The resident liberal of “Lovely Day” is Fran (Deidre O’Connell), a middle aged wife, mother, and sometime artist who recently joined a local anti-war group. Her conservative husband, Michael (David Rasche), served briefly as an Army officer (“in an office”) before becoming an advertising executive. They occupy a comfortable, blandly middlebrow suburban living room, where, mostly, they sit and argue.
The play’s principal action consists of Fran and Martin arguing about whether to allow their 17-year-old son, Brian, to enlist. There’s little spark in this, since Brian has no immediate plans to enlist. Moreover, the more these two talk, the more we realize how little they seem to care about each other – which makes it hard to get worked up about the specter of divorce. With nothing compelling at stake, the couple’s political monologues sound phony and scripted, like the point-by-point rundowns given by radio show callers.

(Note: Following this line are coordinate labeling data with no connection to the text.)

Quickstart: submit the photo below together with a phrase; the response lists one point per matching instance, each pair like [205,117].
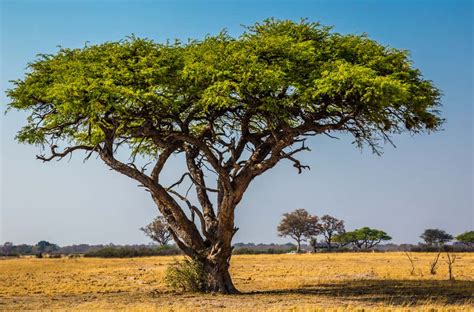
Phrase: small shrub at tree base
[186,275]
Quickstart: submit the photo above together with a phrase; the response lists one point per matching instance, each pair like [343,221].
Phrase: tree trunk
[298,247]
[218,277]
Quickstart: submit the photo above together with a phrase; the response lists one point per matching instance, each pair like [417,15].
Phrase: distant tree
[299,225]
[158,230]
[329,226]
[344,239]
[46,247]
[466,238]
[435,237]
[363,238]
[7,248]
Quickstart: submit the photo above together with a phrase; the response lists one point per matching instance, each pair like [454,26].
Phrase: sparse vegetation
[466,238]
[435,237]
[299,225]
[131,252]
[158,231]
[186,275]
[307,282]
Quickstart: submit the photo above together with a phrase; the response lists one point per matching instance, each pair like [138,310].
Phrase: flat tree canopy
[234,107]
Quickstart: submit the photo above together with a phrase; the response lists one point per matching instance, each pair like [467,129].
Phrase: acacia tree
[435,237]
[233,107]
[466,238]
[329,226]
[299,225]
[158,231]
[363,238]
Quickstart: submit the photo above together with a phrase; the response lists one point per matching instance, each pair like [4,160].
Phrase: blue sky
[426,182]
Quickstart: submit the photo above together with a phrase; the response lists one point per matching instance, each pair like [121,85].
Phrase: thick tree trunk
[218,277]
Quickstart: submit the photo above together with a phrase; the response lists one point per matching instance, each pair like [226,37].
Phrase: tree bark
[218,276]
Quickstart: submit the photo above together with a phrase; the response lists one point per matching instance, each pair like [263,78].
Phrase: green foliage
[287,74]
[466,238]
[257,251]
[435,237]
[186,275]
[131,252]
[362,238]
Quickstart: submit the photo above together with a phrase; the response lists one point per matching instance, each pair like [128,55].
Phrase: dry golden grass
[309,282]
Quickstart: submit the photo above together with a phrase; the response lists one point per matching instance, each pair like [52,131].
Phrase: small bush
[186,275]
[256,251]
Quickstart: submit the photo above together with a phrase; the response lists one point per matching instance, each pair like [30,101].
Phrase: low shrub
[186,275]
[131,252]
[256,251]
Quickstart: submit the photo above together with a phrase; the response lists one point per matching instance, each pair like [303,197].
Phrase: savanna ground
[309,282]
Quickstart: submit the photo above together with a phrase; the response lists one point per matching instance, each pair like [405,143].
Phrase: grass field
[309,282]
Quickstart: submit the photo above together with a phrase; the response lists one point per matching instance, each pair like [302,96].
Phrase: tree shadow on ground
[394,292]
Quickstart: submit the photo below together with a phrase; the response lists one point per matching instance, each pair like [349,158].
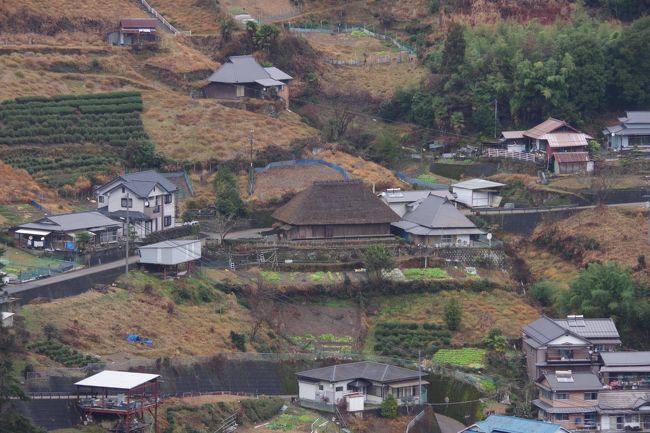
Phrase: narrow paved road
[17,288]
[448,425]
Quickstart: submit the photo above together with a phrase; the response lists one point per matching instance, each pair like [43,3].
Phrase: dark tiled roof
[141,183]
[622,400]
[581,382]
[245,69]
[611,359]
[336,202]
[367,370]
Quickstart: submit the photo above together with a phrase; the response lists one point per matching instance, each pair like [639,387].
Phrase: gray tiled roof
[140,183]
[71,222]
[573,409]
[625,358]
[436,212]
[590,328]
[622,400]
[543,330]
[581,382]
[245,69]
[368,370]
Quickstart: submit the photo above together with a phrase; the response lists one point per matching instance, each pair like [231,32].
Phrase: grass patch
[466,357]
[424,273]
[286,422]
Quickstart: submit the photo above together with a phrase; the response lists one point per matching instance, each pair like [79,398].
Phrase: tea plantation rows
[100,118]
[406,339]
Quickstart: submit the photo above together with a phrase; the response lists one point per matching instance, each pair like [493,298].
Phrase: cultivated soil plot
[279,181]
[318,320]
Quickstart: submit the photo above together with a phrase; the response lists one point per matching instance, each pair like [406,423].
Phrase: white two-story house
[149,197]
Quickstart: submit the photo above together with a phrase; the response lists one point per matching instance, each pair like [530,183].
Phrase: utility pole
[496,109]
[126,252]
[250,139]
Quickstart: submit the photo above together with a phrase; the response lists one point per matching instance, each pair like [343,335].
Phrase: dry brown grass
[369,171]
[190,15]
[481,312]
[621,233]
[380,81]
[202,129]
[279,181]
[111,10]
[99,323]
[18,186]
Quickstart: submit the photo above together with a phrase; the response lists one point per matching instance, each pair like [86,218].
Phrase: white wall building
[150,197]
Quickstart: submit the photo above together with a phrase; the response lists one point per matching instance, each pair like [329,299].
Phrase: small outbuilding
[122,394]
[573,163]
[176,255]
[477,193]
[334,209]
[136,32]
[7,319]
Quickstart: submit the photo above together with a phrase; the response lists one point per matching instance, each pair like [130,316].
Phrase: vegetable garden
[99,118]
[406,339]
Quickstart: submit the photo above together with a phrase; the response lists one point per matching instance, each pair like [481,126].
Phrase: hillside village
[375,216]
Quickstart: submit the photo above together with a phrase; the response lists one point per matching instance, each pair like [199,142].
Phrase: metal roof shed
[171,253]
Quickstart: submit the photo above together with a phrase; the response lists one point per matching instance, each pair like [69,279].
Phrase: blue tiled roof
[512,424]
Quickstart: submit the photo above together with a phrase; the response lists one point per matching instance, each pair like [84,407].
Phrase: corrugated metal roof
[573,409]
[368,370]
[512,135]
[511,424]
[400,196]
[277,74]
[71,222]
[138,23]
[269,82]
[477,184]
[566,139]
[546,127]
[567,157]
[579,382]
[117,380]
[621,400]
[611,359]
[633,117]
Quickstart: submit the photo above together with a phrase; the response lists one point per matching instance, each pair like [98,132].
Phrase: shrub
[389,407]
[452,313]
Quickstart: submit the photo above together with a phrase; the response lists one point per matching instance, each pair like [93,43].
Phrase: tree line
[573,70]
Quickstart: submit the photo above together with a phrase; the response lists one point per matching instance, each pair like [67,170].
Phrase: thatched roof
[336,202]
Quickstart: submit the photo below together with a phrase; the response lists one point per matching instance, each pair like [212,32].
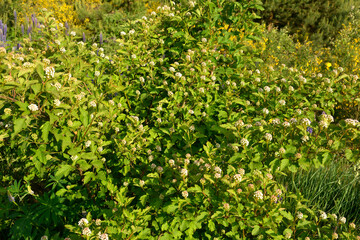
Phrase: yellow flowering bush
[64,11]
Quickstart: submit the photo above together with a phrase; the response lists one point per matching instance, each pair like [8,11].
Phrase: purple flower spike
[310,130]
[15,16]
[11,198]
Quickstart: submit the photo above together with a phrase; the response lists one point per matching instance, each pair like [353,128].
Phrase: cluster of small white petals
[352,122]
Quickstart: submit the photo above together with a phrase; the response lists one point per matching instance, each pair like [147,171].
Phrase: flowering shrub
[177,134]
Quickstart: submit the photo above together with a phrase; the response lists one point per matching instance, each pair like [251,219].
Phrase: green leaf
[64,170]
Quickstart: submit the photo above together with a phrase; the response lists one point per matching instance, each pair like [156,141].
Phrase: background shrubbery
[191,121]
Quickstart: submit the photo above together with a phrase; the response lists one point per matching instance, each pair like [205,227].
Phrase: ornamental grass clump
[146,142]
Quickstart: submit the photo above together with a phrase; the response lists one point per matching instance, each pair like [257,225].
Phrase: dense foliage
[180,128]
[318,20]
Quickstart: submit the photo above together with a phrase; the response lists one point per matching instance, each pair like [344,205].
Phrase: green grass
[334,188]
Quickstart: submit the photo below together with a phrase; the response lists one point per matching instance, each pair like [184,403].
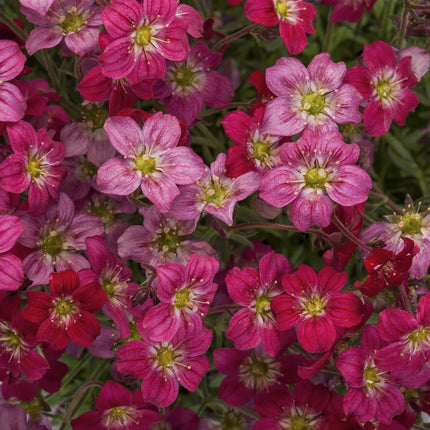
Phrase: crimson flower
[313,303]
[66,314]
[386,269]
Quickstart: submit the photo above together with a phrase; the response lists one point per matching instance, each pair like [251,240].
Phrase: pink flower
[215,193]
[161,365]
[12,60]
[294,17]
[314,304]
[371,394]
[56,237]
[161,239]
[143,37]
[316,170]
[314,98]
[35,165]
[254,150]
[75,22]
[66,313]
[254,290]
[190,84]
[384,83]
[185,293]
[117,408]
[151,159]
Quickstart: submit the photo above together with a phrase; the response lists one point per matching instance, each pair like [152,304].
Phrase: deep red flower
[66,314]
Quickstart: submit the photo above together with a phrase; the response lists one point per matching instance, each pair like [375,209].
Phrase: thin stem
[277,227]
[352,237]
[237,35]
[403,24]
[328,33]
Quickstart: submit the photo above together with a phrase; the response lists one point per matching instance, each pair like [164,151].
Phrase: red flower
[386,269]
[67,312]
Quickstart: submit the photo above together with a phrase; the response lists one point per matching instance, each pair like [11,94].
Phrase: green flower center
[165,356]
[52,244]
[64,307]
[168,240]
[182,298]
[146,164]
[314,306]
[411,223]
[313,103]
[316,177]
[383,88]
[262,305]
[215,195]
[143,35]
[72,22]
[95,116]
[184,77]
[419,335]
[33,168]
[281,8]
[261,151]
[370,376]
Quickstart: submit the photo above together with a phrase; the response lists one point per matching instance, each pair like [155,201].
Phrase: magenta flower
[411,224]
[161,365]
[56,237]
[12,60]
[143,37]
[384,83]
[35,165]
[74,22]
[294,17]
[371,394]
[249,374]
[316,171]
[254,290]
[161,239]
[66,313]
[117,408]
[190,84]
[151,159]
[17,340]
[215,193]
[185,293]
[314,98]
[314,304]
[254,150]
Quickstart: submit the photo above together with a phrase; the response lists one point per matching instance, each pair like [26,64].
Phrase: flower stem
[237,35]
[352,237]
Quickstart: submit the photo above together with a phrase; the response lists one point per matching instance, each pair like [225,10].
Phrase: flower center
[72,22]
[215,195]
[184,77]
[313,103]
[95,116]
[143,35]
[262,305]
[182,298]
[316,178]
[410,223]
[314,306]
[281,8]
[419,335]
[165,356]
[64,307]
[168,240]
[145,164]
[370,376]
[52,243]
[33,168]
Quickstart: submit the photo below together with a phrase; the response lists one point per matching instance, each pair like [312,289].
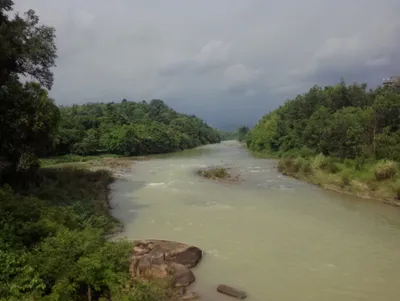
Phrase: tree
[26,48]
[28,121]
[28,117]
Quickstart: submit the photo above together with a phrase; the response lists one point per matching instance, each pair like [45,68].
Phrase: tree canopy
[129,128]
[346,121]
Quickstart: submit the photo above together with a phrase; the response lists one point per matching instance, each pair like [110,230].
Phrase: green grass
[51,161]
[53,242]
[365,178]
[215,173]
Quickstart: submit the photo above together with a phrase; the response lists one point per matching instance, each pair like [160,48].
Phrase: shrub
[319,161]
[396,189]
[215,173]
[345,179]
[306,152]
[286,164]
[306,168]
[385,170]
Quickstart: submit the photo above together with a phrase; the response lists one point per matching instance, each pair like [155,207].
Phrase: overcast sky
[227,61]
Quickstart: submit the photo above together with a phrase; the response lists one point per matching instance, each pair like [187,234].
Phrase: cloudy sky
[227,61]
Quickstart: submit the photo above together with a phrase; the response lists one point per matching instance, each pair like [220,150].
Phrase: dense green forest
[129,128]
[343,129]
[53,222]
[226,135]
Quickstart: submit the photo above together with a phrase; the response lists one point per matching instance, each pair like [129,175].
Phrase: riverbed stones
[164,260]
[230,291]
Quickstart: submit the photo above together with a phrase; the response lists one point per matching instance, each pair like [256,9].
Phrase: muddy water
[275,237]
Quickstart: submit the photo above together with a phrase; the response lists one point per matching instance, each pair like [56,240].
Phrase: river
[272,236]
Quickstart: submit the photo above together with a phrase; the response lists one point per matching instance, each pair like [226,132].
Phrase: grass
[364,178]
[55,160]
[214,173]
[53,232]
[219,173]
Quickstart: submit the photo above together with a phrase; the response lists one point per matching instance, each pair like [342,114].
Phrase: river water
[274,237]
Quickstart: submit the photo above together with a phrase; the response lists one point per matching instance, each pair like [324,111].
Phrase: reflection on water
[273,236]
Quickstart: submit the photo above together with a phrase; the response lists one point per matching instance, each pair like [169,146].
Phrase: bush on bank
[53,246]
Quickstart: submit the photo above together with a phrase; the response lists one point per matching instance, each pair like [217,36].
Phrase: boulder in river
[165,260]
[230,291]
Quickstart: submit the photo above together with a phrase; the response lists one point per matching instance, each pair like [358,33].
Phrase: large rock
[230,291]
[165,260]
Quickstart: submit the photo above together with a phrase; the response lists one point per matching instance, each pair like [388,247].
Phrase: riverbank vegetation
[54,221]
[129,129]
[225,135]
[218,173]
[341,137]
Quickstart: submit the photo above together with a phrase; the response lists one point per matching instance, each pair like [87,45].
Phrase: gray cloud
[228,61]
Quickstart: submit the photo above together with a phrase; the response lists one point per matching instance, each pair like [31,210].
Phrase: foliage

Under the direction of Tony-winning actress Blair Brown, making her New York theater debut, the dialogue has a stilted, unnatural rhythm. Even when Fran and Martin interrupt each other, it rings false. Their relationship is both confusing and dull. Are we meant to believe that Fran may leave Martin over her newfound (and still protean) activism? Or are we supposed to see that she’s leaving him because he’s a bad listener, an out-of-touch father, and a belittling husband? After an hour of listening to tired blood-for-oil arguments and melodramatic rebuttals like “We are the world’s teenagers,” it’s hard to care anymore; I just wanted out of their living room.
Part of the problem is that Fran’s kookiness is hard to place – is she mentally unstable or merely spacey? The way Ms. O’Connell plays Fran, it’s hard to tell what’s behind that perky, oblique exterior. That mystery could have been a strength, were it not for this play’s dependence on pitched verbal battles. As it is, Fran’s vague surface refracts any attempt at engagement. Only in the play’s final moments does she plant her heels and argue passionately. Then, at last, Fran and Martin dig in for a real fight – not one of their usual measured “discussions” that signal emotion like a television sitcom.
“Lovely Day” has one thing right – in troubling times, audiences hunger to hear profound moral discussion in the theater. But that can’t be produced with a soapbox for a set and two leads who are essentially pawns.
Until February 12 (410 W. 42nd Street, between Ninth and Tenth Avenues, 212-398-2977).